A maior renovação de frota de ônibus da cidade foi anunciada pelo prefeito Pedro Bigardi, acompanhado do secretário de Transportes, Wilson Folgozi, no Paço Municipal.

Dos 68 novos ônibus que estarão circulando até março deste ano, 20 foram apresentados nesta manhã. A novidade faz parte do pacote de mobilidade urbana, que inclui a tarifa social a R$1 no primeiro e terceiro domingo de cada mês, começando neste domingo (1º de fevereiro).

Do total de 301 ônibus da frota jundiaiense serão 68 substituídos pelos novos e todos com acessibilidade. “A nossa frota já tem 63% dos carros acessíveis. Com esses 68 novos, teremos cerca de 85% de acessibilidade”, afirma Folgozi.

Ainda de acordo com o secretário, os ônibus são modernos, com câmbios automáticos, o que garante maior conforto e segurança aos usuários, além de ter o letreiro frontal e lateral. Nenhum deles, porém, tem ar condicionado ou wi-fi.

Sobre a tarifa social, Folgozi comenta que a expectativa é que o número de passageiros aos domingos aumente. “São 35 mil passageiros por domingo. Com a tarifa, esperamos que esse número aumente e, conforme a necessidade, nós intensificaremos o número de ônibus em algumas linhas.”

A linha 578 (Hortolândia) será a primeira a receber reforço aos domingos por levar grande número de passageiros ao Parque da Cidade. O intervalo de de 30 minutos passará a 15 entre um veículo e outro.

Bilhete Único
Com dinheiro ou com qualquer cartão, todos os passageiros pagarão apenas R$1 aos domingos, com exceção dos idosos e deficientes que já são isentos.

O benefício do Bilhete Único também vale com a tarifa. Além de ser mais prático e ágil, traz maior segurança aos usuários.

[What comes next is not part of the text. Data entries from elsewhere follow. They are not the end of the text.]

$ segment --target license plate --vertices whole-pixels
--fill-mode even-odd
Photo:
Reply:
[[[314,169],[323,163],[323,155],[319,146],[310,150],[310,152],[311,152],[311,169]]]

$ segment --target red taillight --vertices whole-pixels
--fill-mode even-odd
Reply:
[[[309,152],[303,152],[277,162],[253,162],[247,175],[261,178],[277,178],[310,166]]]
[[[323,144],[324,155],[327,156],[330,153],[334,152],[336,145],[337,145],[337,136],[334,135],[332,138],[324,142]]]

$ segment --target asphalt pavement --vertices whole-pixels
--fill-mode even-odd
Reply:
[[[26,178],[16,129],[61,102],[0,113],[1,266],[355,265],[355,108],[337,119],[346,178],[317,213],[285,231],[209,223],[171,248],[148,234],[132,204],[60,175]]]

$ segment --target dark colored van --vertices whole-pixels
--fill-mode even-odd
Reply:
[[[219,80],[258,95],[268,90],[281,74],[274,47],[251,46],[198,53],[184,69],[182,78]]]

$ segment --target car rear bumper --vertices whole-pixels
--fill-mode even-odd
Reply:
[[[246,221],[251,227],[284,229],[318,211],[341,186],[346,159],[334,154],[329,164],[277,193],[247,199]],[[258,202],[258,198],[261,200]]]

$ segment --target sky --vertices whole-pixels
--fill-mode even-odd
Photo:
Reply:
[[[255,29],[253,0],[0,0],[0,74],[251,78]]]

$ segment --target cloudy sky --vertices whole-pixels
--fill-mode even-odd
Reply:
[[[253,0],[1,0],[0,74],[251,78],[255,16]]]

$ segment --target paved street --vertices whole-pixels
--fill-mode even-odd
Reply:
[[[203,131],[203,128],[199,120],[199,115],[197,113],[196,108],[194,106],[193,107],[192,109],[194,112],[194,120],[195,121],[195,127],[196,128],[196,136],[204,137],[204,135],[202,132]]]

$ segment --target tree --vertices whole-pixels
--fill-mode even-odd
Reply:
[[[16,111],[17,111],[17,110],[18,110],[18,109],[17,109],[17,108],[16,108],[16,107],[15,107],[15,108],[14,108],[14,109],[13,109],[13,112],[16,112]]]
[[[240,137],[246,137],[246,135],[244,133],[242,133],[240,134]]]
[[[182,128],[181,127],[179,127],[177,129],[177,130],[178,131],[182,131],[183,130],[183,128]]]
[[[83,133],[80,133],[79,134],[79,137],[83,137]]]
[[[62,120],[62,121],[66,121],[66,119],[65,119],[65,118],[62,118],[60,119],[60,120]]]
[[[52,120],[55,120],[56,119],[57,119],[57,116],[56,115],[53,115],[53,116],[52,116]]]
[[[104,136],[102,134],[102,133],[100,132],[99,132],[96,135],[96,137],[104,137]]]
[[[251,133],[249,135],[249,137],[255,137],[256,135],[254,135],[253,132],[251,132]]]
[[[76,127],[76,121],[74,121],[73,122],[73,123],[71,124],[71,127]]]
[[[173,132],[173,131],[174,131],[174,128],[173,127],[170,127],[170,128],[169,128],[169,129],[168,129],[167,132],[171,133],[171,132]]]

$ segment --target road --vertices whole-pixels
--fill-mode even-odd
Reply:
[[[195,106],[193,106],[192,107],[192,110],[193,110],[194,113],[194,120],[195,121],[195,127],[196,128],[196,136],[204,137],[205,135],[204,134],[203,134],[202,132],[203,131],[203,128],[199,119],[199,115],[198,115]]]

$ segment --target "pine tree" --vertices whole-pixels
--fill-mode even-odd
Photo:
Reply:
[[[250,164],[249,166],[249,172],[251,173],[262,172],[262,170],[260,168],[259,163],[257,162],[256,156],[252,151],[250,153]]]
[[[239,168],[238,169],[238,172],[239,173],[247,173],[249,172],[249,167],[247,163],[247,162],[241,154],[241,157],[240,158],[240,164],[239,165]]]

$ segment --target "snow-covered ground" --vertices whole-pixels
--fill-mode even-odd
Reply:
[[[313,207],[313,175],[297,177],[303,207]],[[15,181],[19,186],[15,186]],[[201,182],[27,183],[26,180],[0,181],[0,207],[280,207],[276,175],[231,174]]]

Já são 13.350 pessoas cadastradas no Bilhete Único. De dezembro de 2014 a janeiro de 2015, mais 1.320 pessoas se cadastraram, tendo um aumento de 11%.

“Levamos em conta que janeiro as pessoas estão em férias e o ritmo é mais devagar. Mas a expectativa é que o cadastro no Bilhete Único aumente ainda mais”, completa Folgozi.